To add a comment to this bug, you must first unarchive it, by sending
a message to control AT debbugs.gnu.org, with unarchive 23073 in the body.
You can then email your comments to 23073 AT debbugs.gnu.org in the normal way.

Toggle the display of automated, internal messages from the tracker.

View this report as an mbox folder, status mbox, maintainer mbox


Report forwarded to bug-coreutils <at> gnu.org:
bug#23073; Package coreutils. (Mon, 21 Mar 2016 01:29:02 GMT) Full text and rfc822 format available.

Acknowledgement sent to "William R. Fraser" <wfraser <at> codewise.org>:
New bug report received and forwarded. Copy sent to bug-coreutils <at> gnu.org. (Mon, 21 Mar 2016 01:29:02 GMT) Full text and rfc822 format available.

Message #5 received at submit <at> debbugs.gnu.org (full text, mbox):

From: "William R. Fraser" <wfraser <at> codewise.org>
To: bug-coreutils <at> gnu.org
Subject: wc reports wrong byte counts when using '--from-files0=-'
Date: Sun, 20 Mar 2016 17:59:57 -0700 (PDT)
[Message part 1 (text/plain, inline)]
When wc gets its list of files by reading from stdin, using the argument 
'--from-files0=-', it reuses the same fstatus struct for each file.

The problem is that the 'wc' function checks the 'failed' member of this 
struct and if it is <=0, it skips doing fstat on the file. The main loop 
doesn't reset this value between files, so only the first file has fstat 
done on it.

This can result in the 'wc' function seeking past the end of 
subsequent files and then over-reporting their byte counts.

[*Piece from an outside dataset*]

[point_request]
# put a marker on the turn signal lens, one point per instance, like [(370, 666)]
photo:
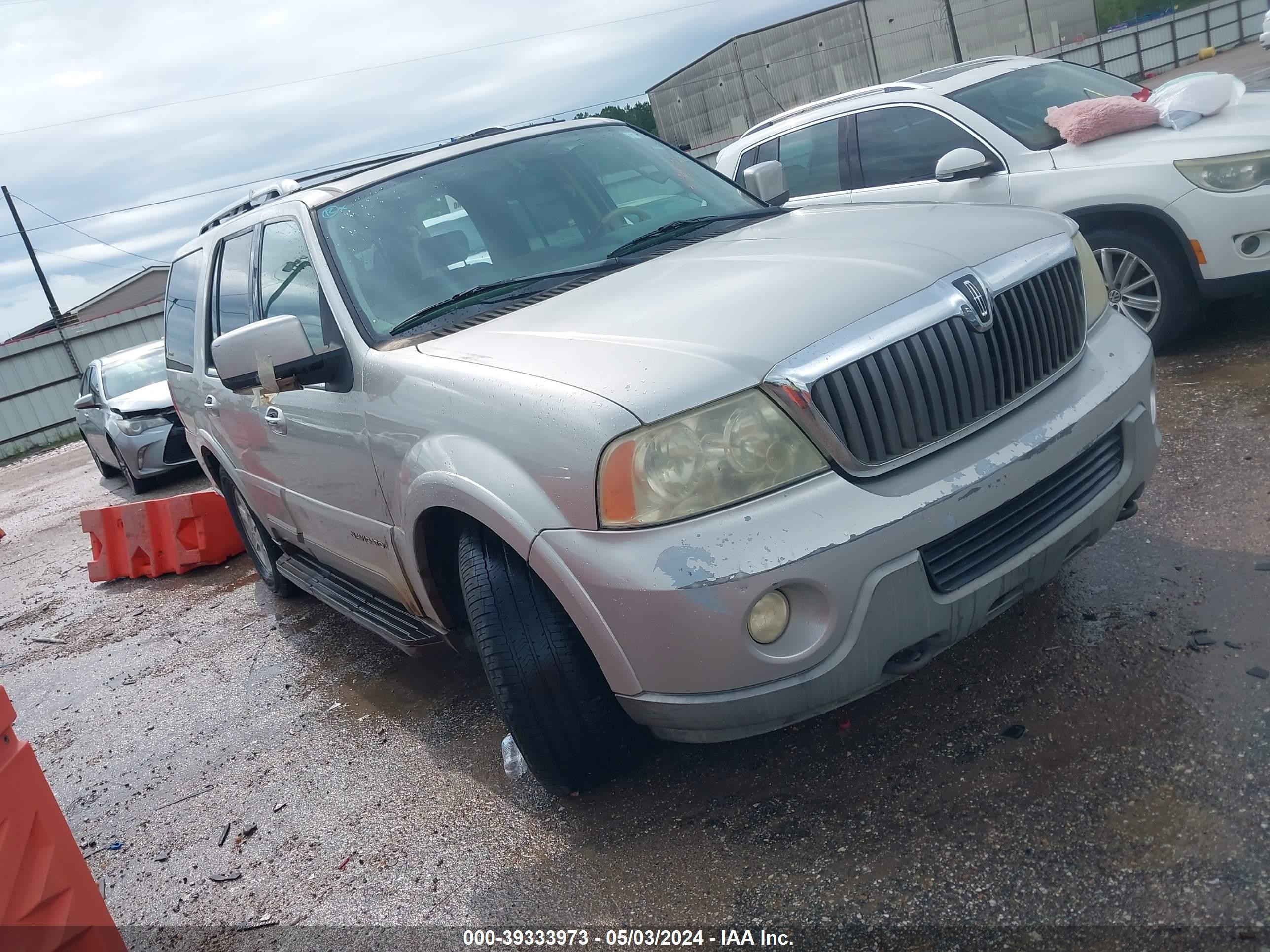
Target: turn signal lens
[(708, 459)]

See the attached patch, which resets the fstatus struct in between files 
when reading the file list from stdin.

Thanks,
- Bill Fraser
[0001-wc-fix-wrong-byte-counts-when-using-files-from0.patch (text/plain, attachment)]

Information forwarded to bug-coreutils <at> gnu.org:
bug#23073; Package coreutils. (Mon, 21 Mar 2016 15:17:01 GMT) Full text and rfc822 format available.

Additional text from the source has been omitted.